On the second charge, shelling of hospitals, if the Government did in fact target hospitals, there is no doubt the Government committed a war crime. The Government, however, denies that it ever targeted hospitals deliberately.  Even if one dismissed the Government’s denials out of hand (saying such denials are self-serving), it seems to me that to really evaluate the second charge one has to consider a number of matters.  First, the hospitals that were allegedly attacked were in the battle-zone, an area from which civilians had been generally evacuated by the Government, or reciprocally, if civilians were present, they were being forcibly kept there by the LTTE.  So, the buildings may at one time have been hospitals, but it is unclear, going on the POE’s allegations, if they were functioning as hospitals at the time of the alleged attacks.  It is important to note that the POE itself explicitly admits that the LTTE was known to store military equipment and also to fire from hospitals.

In light of the above, one has to also consider whether the army knew there were civilians still in the hospitals that were allegedly attacked, roughly how many, and what measures if any were taken to protect those civilians while neutralizing combatants, if any, holed up in those hospitals.  One would also have to keep in mind the exceptions mentioned in the ICRC study with respect to “civilian casualties incidental to the conduct of military operations,” and other such matters.  The POE does none of these things.  Finally, as a general matter, one has to keep in mind the overall picture painted by the numbers, plus the testimony coming from the battlefield.  I think the overall impression one gets from the numbers as well as the outside testimony is that the Government was taking as much care as possible to spare the civilians, and that the latter knew this.  But in that case, why would the Government go out of its way to deliberately attack functioning hospitals, the most vulnerable of civilian targets?  It doesn’t make sense.  Due to these reasons, I feel that the POE does not establish a prima facie case with respect to the second charge either.
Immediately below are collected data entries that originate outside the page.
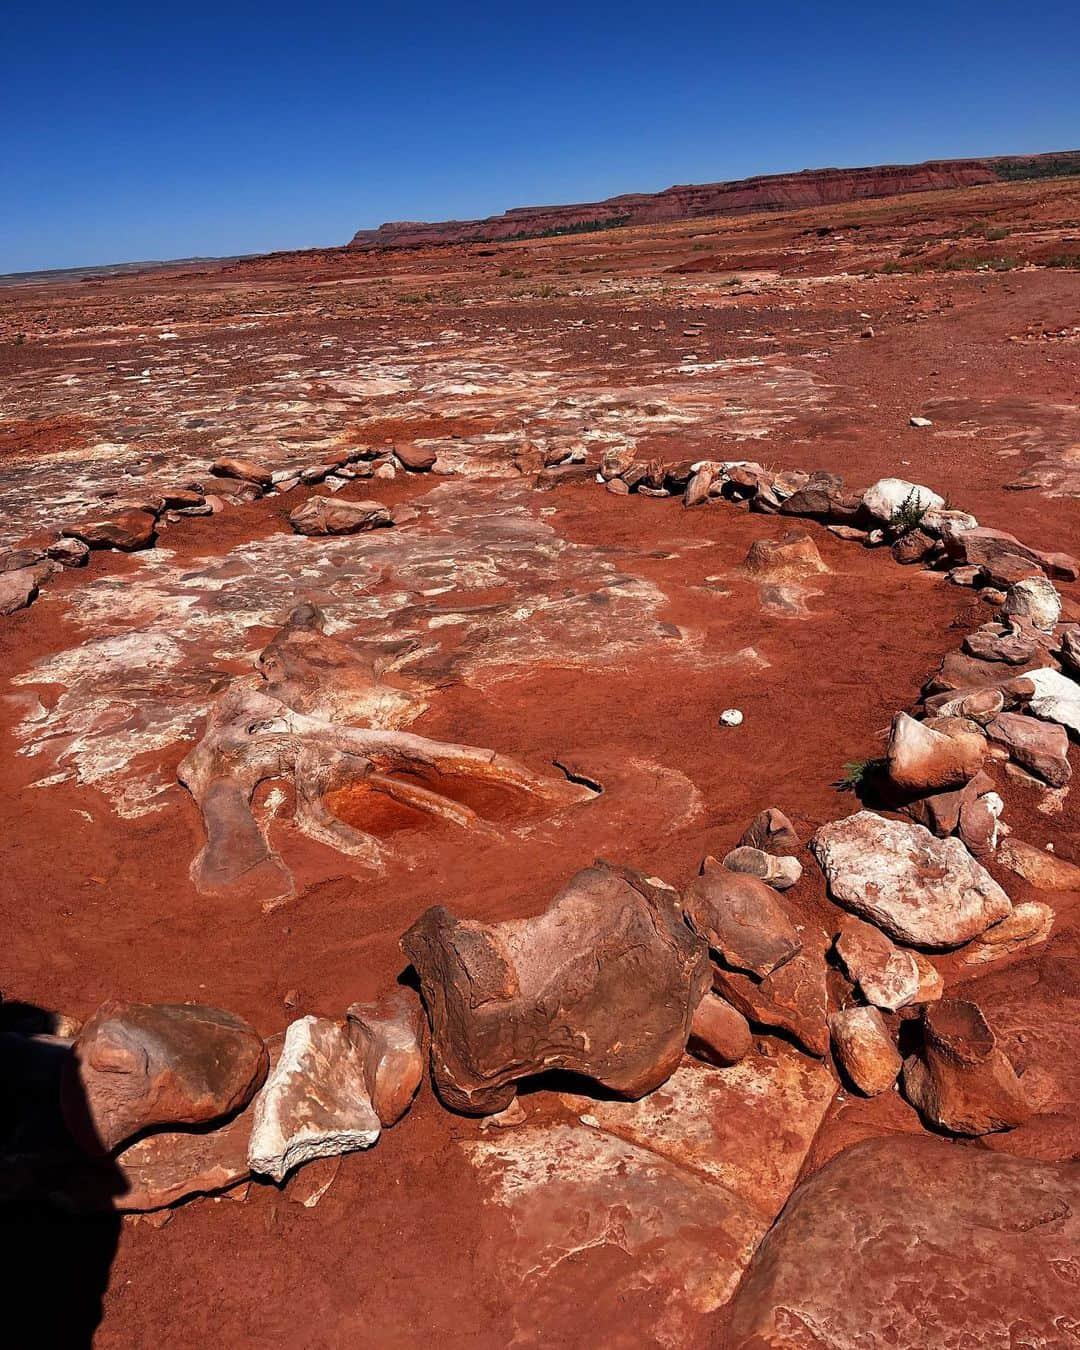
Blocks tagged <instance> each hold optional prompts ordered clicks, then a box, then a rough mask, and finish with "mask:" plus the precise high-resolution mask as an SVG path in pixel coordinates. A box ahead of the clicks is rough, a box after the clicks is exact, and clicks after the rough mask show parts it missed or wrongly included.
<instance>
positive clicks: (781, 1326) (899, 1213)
mask: <svg viewBox="0 0 1080 1350" xmlns="http://www.w3.org/2000/svg"><path fill="white" fill-rule="evenodd" d="M1077 1250H1080V1165H1077V1164H1048V1162H1035V1161H1031V1160H1029V1158H1007V1157H999V1156H995V1154H992V1153H983V1152H979V1150H976V1149H965V1147H957V1146H956V1145H952V1143H945V1142H941V1141H940V1139H930V1138H919V1137H891V1138H884V1139H871V1141H865V1142H863V1143H857V1145H855V1146H853V1147H849V1149H846V1150H845V1152H842V1153H840V1154H838V1156H837V1157H836V1158H833V1160H832V1161H830V1162H829V1164H828V1165H826V1166H825V1168H822V1169H821V1172H818V1173H815V1174H814V1176H811V1177H810V1179H809V1180H807V1181H803V1184H802V1185H801V1187H799V1188H798V1189H796V1191H795V1193H794V1195H792V1196H791V1200H790V1201H788V1204H787V1207H786V1208H784V1212H783V1214H782V1215H780V1218H779V1220H778V1222H776V1224H775V1226H774V1228H772V1231H771V1233H769V1234H768V1237H767V1238H765V1241H764V1242H763V1243H761V1246H760V1247H759V1250H757V1254H756V1255H755V1258H753V1261H752V1264H751V1268H749V1270H748V1272H747V1276H745V1278H744V1280H742V1284H741V1285H740V1288H738V1293H737V1295H736V1297H734V1300H733V1301H732V1304H730V1307H729V1326H728V1334H726V1336H725V1338H724V1339H722V1343H724V1345H725V1346H726V1347H729V1350H767V1347H774V1350H780V1347H783V1350H826V1347H828V1350H871V1347H879V1346H895V1347H898V1350H899V1347H913V1346H929V1345H933V1346H934V1347H937V1350H965V1347H968V1346H972V1347H973V1346H979V1347H987V1350H990V1347H995V1350H1010V1347H1018V1346H1022V1345H1026V1346H1045V1347H1048V1350H1049V1347H1050V1346H1060V1347H1062V1350H1064V1347H1065V1346H1066V1345H1068V1343H1069V1339H1072V1334H1071V1332H1069V1331H1068V1330H1066V1328H1068V1327H1072V1326H1075V1324H1076V1312H1077V1307H1076V1258H1075V1253H1076V1251H1077Z"/></svg>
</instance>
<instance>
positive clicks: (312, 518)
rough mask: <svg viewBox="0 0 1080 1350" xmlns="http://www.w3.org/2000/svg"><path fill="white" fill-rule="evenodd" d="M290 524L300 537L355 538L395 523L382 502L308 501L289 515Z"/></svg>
mask: <svg viewBox="0 0 1080 1350" xmlns="http://www.w3.org/2000/svg"><path fill="white" fill-rule="evenodd" d="M289 524H290V525H292V526H293V529H294V531H296V532H297V535H355V533H358V532H359V531H362V529H377V528H379V526H383V525H391V524H393V521H391V520H390V512H389V509H387V508H386V506H383V505H382V502H371V501H360V502H352V501H338V499H336V498H333V497H309V498H308V501H305V502H304V504H302V505H300V506H297V508H296V509H294V510H292V512H290V513H289Z"/></svg>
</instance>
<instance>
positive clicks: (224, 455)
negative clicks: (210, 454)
mask: <svg viewBox="0 0 1080 1350" xmlns="http://www.w3.org/2000/svg"><path fill="white" fill-rule="evenodd" d="M211 472H212V474H213V477H215V478H236V479H239V481H240V482H243V483H254V485H255V486H257V487H262V489H269V487H273V486H274V475H273V472H271V471H270V470H269V468H267V467H266V466H265V464H258V463H255V460H254V459H242V458H239V456H236V455H224V456H223V458H221V459H216V460H215V462H213V463H212V464H211Z"/></svg>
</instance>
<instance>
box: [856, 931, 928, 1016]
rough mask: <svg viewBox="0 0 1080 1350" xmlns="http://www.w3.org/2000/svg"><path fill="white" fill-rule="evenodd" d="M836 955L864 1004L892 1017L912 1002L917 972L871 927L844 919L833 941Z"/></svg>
mask: <svg viewBox="0 0 1080 1350" xmlns="http://www.w3.org/2000/svg"><path fill="white" fill-rule="evenodd" d="M836 952H837V956H838V957H840V960H841V961H842V963H844V967H845V969H846V972H848V975H850V977H852V979H853V980H855V983H856V984H857V987H859V991H860V994H861V995H863V998H864V999H865V1000H867V1003H873V1004H875V1007H879V1008H887V1010H888V1011H890V1012H895V1011H896V1008H902V1007H906V1006H907V1004H909V1003H913V1002H914V1000H915V998H917V995H918V992H919V968H918V965H917V964H915V958H914V956H913V954H911V953H910V952H903V950H902V949H900V948H898V946H894V945H892V942H890V940H888V938H887V937H886V934H884V933H882V930H880V929H876V927H873V925H872V923H863V922H861V921H860V919H856V918H846V919H845V921H844V923H842V925H841V927H840V933H838V934H837V938H836Z"/></svg>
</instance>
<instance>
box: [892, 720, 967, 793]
mask: <svg viewBox="0 0 1080 1350" xmlns="http://www.w3.org/2000/svg"><path fill="white" fill-rule="evenodd" d="M985 753H987V747H985V740H984V737H983V736H981V734H977V733H976V734H972V733H968V734H961V736H945V734H942V733H941V732H938V730H934V729H933V728H930V726H926V725H925V724H923V722H917V721H915V720H914V717H909V715H907V713H898V714H896V717H895V718H894V720H892V733H891V736H890V738H888V751H887V757H888V776H890V778H891V779H892V782H894V783H895V784H896V786H898V787H902V788H903V790H904V791H907V792H934V791H940V790H941V788H944V787H963V784H964V783H967V782H968V780H969V779H972V778H975V775H976V774H977V772H979V769H980V768H981V767H983V760H984V759H985Z"/></svg>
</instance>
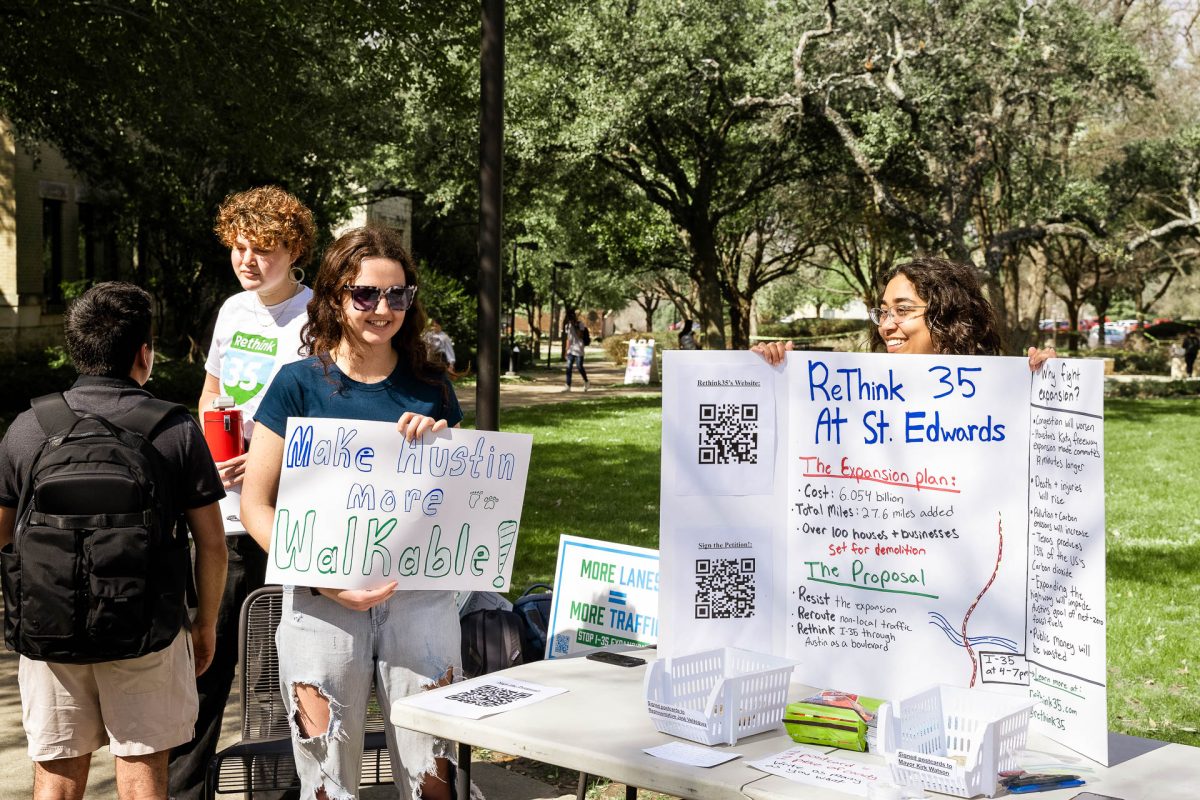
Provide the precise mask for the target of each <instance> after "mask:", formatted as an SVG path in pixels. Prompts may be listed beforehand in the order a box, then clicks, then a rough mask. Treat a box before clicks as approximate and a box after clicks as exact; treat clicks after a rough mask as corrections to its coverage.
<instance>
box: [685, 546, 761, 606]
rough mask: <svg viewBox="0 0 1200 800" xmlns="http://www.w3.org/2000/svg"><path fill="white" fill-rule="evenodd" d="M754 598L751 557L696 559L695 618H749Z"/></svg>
mask: <svg viewBox="0 0 1200 800" xmlns="http://www.w3.org/2000/svg"><path fill="white" fill-rule="evenodd" d="M754 600H755V572H754V559H696V619H749V618H751V616H754V610H755V606H754Z"/></svg>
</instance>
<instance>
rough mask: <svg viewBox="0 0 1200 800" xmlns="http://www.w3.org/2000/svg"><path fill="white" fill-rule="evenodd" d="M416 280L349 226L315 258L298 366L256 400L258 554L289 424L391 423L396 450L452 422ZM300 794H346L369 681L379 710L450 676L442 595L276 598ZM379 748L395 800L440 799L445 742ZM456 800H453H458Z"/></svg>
mask: <svg viewBox="0 0 1200 800" xmlns="http://www.w3.org/2000/svg"><path fill="white" fill-rule="evenodd" d="M418 288H419V283H418V273H416V266H415V263H414V261H413V257H412V255H409V253H408V251H407V249H406V248H404V243H403V240H402V239H401V236H400V234H398V233H396V231H395V230H391V229H388V228H355V229H353V230H349V231H347V233H344V234H342V236H341V237H338V239H337V241H335V242H334V243H332V245H330V246H329V248H328V249H326V251H325V253H324V255H323V258H322V264H320V269H319V270H318V272H317V277H316V279H314V281H313V287H312V289H313V297H312V300H311V301H310V302H308V320H310V321H308V325H307V326H306V327H305V331H304V339H305V344H306V347H307V348H308V351H310V353H312V354H313V355H311V356H310V357H307V359H304V360H301V361H296V362H294V363H289V365H286V366H284V367H283V368H282V369H280V373H278V375H276V378H275V380H274V381H272V383H271V386H270V387H269V389H268V390H266V397H264V398H263V402H262V403H260V404H259V407H258V413H257V414H256V416H254V419H256V421H257V426H256V428H254V438H253V440H252V441H251V447H250V452H251V457H250V462H248V464H247V468H246V482H245V486H244V488H242V497H241V518H242V522H244V523H245V524H246V529H247V530H248V531H250V535H251V536H253V537H254V541H257V542H258V543H259V546H260V547H262V548H263V549H264V551H268V552H270V547H271V534H272V529H274V522H275V505H276V500H277V495H278V486H280V473H281V469H282V467H283V450H284V440H283V437H284V434H286V432H287V423H288V419H289V417H296V416H304V417H323V419H336V420H373V421H386V422H395V423H396V426H397V428H398V431H400V433H401V434H402V435H403V437H404V438H406V439H407V440H409V441H413V440H414V439H419V438H420V437H422V435H424V434H426V433H430V432H434V433H436V432H438V431H442V429H444V428H446V427H448V426H457V425H458V422H460V421H461V420H462V409H461V408H460V407H458V401H457V398H456V397H455V393H454V386H452V385H451V383H450V380H449V377H448V374H446V368H445V366H444V365H442V363H440V362H437V361H433V360H432V359H430V353H428V348H426V345H425V342H424V341H422V338H421V332H422V331H424V330H425V323H426V317H425V311H424V309H422V308H421V305H420V301H419V300H418ZM275 643H276V649H277V651H278V654H280V688H281V693H282V698H283V703H284V705H286V706H287V710H288V716H289V717H290V718H292V720H293V724H292V752H293V754H294V757H295V764H296V772H298V774H299V776H300V782H301V796H304V798H313V796H318V798H320V796H324V798H346V796H358V788H359V778H360V771H361V764H362V735H364V728H365V724H366V710H367V709H366V705H367V697H368V694H370V690H371V684H372V680H373V681H374V687H376V693H377V696H378V698H379V705H380V706H382V708H384V709H389V708H391V703H392V702H394V700H396V699H398V698H401V697H406V696H408V694H413V693H416V692H420V691H425V690H427V688H431V687H433V686H440V685H446V684H450V682H452V681H454V680H457V679H458V678H461V673H462V655H461V650H460V648H461V642H460V627H458V614H457V609H456V606H455V596H454V593H452V591H448V590H422V591H412V590H410V591H400V590H397V583H396V582H395V581H390V582H388V583H384V584H383V585H379V587H376V588H372V589H353V590H352V589H347V590H335V589H310V588H307V587H284V588H283V613H282V619H281V621H280V627H278V630H277V632H276V634H275ZM386 739H388V750H389V754H390V758H391V763H392V765H394V770H392V774H394V776H395V781H396V787H397V789H398V793H400V796H402V798H418V796H420V798H424V799H425V800H449V798H450V796H451V795H450V780H451V769H450V763H451V762H450V759H451V758H452V757H454V751H452V747H451V745H450V744H449V742H446V741H444V740H440V739H434V738H432V736H428V735H424V734H418V733H414V732H410V730H406V729H402V728H398V727H394V728H391V729H390V730H389V732H388V738H386ZM463 800H466V799H463Z"/></svg>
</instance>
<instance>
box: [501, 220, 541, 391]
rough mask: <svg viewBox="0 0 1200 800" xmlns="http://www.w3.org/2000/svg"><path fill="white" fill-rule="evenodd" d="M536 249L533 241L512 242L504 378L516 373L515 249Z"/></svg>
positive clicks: (516, 327)
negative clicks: (508, 365)
mask: <svg viewBox="0 0 1200 800" xmlns="http://www.w3.org/2000/svg"><path fill="white" fill-rule="evenodd" d="M518 249H538V242H535V241H514V242H512V285H511V287H510V288H509V371H508V372H505V373H504V377H505V378H514V377H516V374H517V281H518V277H517V251H518Z"/></svg>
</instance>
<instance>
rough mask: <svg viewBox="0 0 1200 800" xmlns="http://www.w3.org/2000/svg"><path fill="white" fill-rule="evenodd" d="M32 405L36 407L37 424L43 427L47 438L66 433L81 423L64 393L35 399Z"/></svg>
mask: <svg viewBox="0 0 1200 800" xmlns="http://www.w3.org/2000/svg"><path fill="white" fill-rule="evenodd" d="M30 405H32V407H34V416H36V417H37V423H38V425H40V426H42V432H43V433H46V435H47V437H53V435H54V434H56V433H66V432H67V431H70V429H71V428H72V426H74V423H76V422H78V421H79V415H78V414H76V413H74V410H73V409H72V408H71V407H70V405H67V398H66V397H64V396H62V392H53V393H50V395H42V396H41V397H35V398H34V399H32V402H30Z"/></svg>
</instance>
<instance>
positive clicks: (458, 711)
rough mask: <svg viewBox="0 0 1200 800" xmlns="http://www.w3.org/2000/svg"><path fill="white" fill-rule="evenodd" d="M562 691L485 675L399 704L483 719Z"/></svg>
mask: <svg viewBox="0 0 1200 800" xmlns="http://www.w3.org/2000/svg"><path fill="white" fill-rule="evenodd" d="M565 691H566V690H565V688H557V687H554V686H541V685H540V684H530V682H528V681H523V680H516V679H512V678H500V676H498V675H497V676H492V675H484V676H481V678H474V679H472V680H464V681H462V682H461V684H451V685H450V686H443V687H442V688H436V690H433V691H430V692H421V693H420V694H410V696H409V697H406V698H404V699H403V700H400V702H401V703H404V704H407V705H415V706H418V708H422V709H428V710H430V711H437V712H439V714H448V715H450V716H456V717H466V718H468V720H482V718H484V717H486V716H491V715H493V714H502V712H504V711H511V710H512V709H520V708H523V706H526V705H533V704H534V703H540V702H541V700H545V699H548V698H551V697H554V696H556V694H562V693H563V692H565Z"/></svg>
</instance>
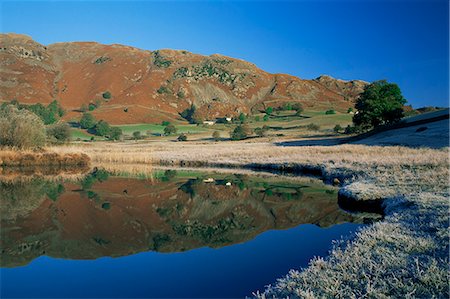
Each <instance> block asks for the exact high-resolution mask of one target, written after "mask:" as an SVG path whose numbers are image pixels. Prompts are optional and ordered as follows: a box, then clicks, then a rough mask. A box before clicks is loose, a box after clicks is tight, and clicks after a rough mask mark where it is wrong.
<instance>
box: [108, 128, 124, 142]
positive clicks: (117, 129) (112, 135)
mask: <svg viewBox="0 0 450 299" xmlns="http://www.w3.org/2000/svg"><path fill="white" fill-rule="evenodd" d="M122 134H123V132H122V129H121V128H119V127H111V131H110V132H109V138H110V139H112V140H120V139H121V138H122Z"/></svg>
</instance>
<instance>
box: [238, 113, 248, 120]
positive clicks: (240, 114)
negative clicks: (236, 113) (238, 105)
mask: <svg viewBox="0 0 450 299" xmlns="http://www.w3.org/2000/svg"><path fill="white" fill-rule="evenodd" d="M246 119H247V117H246V116H245V114H244V113H242V112H241V113H240V114H239V121H240V122H241V123H244V122H245V120H246Z"/></svg>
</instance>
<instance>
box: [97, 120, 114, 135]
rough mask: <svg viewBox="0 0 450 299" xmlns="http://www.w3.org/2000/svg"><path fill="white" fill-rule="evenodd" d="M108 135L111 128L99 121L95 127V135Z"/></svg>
mask: <svg viewBox="0 0 450 299" xmlns="http://www.w3.org/2000/svg"><path fill="white" fill-rule="evenodd" d="M110 133H111V127H110V126H109V124H108V123H107V122H106V121H104V120H101V121H99V122H98V123H97V124H96V125H95V135H98V136H106V135H109V134H110Z"/></svg>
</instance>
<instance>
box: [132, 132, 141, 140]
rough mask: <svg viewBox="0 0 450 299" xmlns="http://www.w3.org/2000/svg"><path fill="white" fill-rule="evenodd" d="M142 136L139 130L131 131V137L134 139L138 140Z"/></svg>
mask: <svg viewBox="0 0 450 299" xmlns="http://www.w3.org/2000/svg"><path fill="white" fill-rule="evenodd" d="M141 138H142V136H141V131H135V132H133V139H134V140H138V139H141Z"/></svg>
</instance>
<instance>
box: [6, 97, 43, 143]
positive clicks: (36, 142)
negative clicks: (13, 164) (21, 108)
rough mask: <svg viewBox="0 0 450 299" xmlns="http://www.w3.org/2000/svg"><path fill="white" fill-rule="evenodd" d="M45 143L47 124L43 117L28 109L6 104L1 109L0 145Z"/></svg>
mask: <svg viewBox="0 0 450 299" xmlns="http://www.w3.org/2000/svg"><path fill="white" fill-rule="evenodd" d="M44 144H45V126H44V123H43V121H42V119H41V118H39V117H38V116H37V115H36V114H34V113H32V112H31V111H28V110H26V109H18V108H17V107H16V106H14V105H5V106H2V108H1V109H0V145H4V146H14V147H18V148H33V147H41V146H43V145H44Z"/></svg>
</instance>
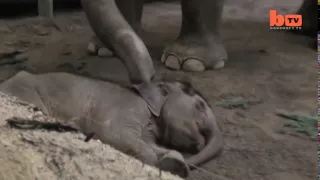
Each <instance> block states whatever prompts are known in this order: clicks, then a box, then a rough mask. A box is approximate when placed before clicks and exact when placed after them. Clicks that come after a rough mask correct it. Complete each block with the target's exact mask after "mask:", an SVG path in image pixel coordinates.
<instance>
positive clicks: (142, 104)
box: [0, 71, 223, 177]
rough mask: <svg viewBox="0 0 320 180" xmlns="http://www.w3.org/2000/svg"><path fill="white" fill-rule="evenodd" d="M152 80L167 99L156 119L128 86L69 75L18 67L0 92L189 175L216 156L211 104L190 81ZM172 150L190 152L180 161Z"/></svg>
mask: <svg viewBox="0 0 320 180" xmlns="http://www.w3.org/2000/svg"><path fill="white" fill-rule="evenodd" d="M154 83H155V85H156V87H157V88H159V90H161V92H162V93H163V96H165V99H166V100H165V103H164V105H163V106H162V109H161V114H160V116H159V117H155V116H153V115H152V113H151V112H150V110H149V109H148V105H147V104H146V102H145V101H144V100H143V99H142V98H141V97H140V96H139V95H138V94H137V93H136V92H135V91H133V90H131V89H129V88H125V87H122V86H120V85H117V84H114V83H110V82H105V81H99V80H93V79H89V78H86V77H81V76H77V75H73V74H68V73H48V74H42V75H35V74H30V73H28V72H25V71H21V72H19V73H17V74H16V75H14V76H12V77H11V78H10V79H8V80H6V81H5V82H3V83H2V84H1V85H0V91H3V92H4V93H7V94H9V95H13V96H16V97H19V98H20V99H22V100H24V101H26V102H29V103H32V104H34V105H36V106H38V107H39V108H40V109H41V110H42V111H43V112H44V113H45V114H47V115H50V116H53V117H57V118H59V119H62V121H63V122H62V123H63V124H66V125H70V126H72V127H74V128H76V129H78V130H80V131H81V132H82V133H84V134H85V135H90V134H94V137H95V138H98V139H100V140H101V141H102V142H103V143H106V144H109V145H111V146H113V147H114V148H116V149H118V150H120V151H122V152H124V153H126V154H129V155H131V156H133V157H135V158H137V159H139V160H141V161H142V162H144V163H147V164H150V165H154V166H156V167H158V168H160V169H162V170H166V171H170V172H172V173H174V174H178V175H180V176H182V177H187V176H188V173H189V167H188V165H200V164H202V163H204V162H206V161H208V160H210V159H212V158H213V157H214V156H215V155H217V154H219V152H220V151H221V149H222V146H223V139H222V135H221V132H220V130H219V128H218V126H217V122H216V119H215V116H214V114H213V112H212V110H211V108H209V106H208V105H207V103H206V102H205V101H204V99H203V98H202V97H201V96H200V95H199V94H198V93H196V92H195V91H194V89H193V88H192V87H191V86H190V85H189V84H186V83H181V82H168V81H158V82H154ZM159 144H161V146H160V145H159ZM176 150H177V151H188V152H190V151H193V152H194V154H193V155H192V156H190V157H188V158H187V159H186V160H184V158H183V156H182V155H181V154H180V153H179V152H177V151H176Z"/></svg>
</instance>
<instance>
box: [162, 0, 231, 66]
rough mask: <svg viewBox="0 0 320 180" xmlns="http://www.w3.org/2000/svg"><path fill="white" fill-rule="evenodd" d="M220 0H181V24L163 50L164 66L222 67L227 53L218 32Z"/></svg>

That leaves charge number three:  the denial of food and medicine to the civilians, which I haven’t addressed so far.  The Secretary General’s experts say that the Government denied food and medicine to the civilians, or rather, that the Government “deprived” the civilians of food and medicine.  The ICRC, however, which was present in the conflict-zone throughout the final phase of the war, and in fact participated in and helped coordinate the Government’s food and medicine convoys to the battle-zone, did not complain at the time.  Government records, meanwhile, show that it transported 534,227 metric tons of food and medicine to the conflict-zone[29]:  the ICRC has never disputed those quantities.

It should be further noted that the Government continued its food-and-medicine convoys right up to the very end of the war, and this in face of the fact—apparently well-known to the ICRC and others—that the LTTE was pilfering much of the food and medicine once it got to the distribution points.[30]  It seems to me, therefore, that one can perhaps argue over whether the quantities of food and medicine sent were adequate or inadequate, but it is very difficult to say that there was a systematic attempt to “deprive” the civilians of food and medicine.  Hence, on this charge also it is very difficult to come to a clear-cut determination that a “war crime” was committed.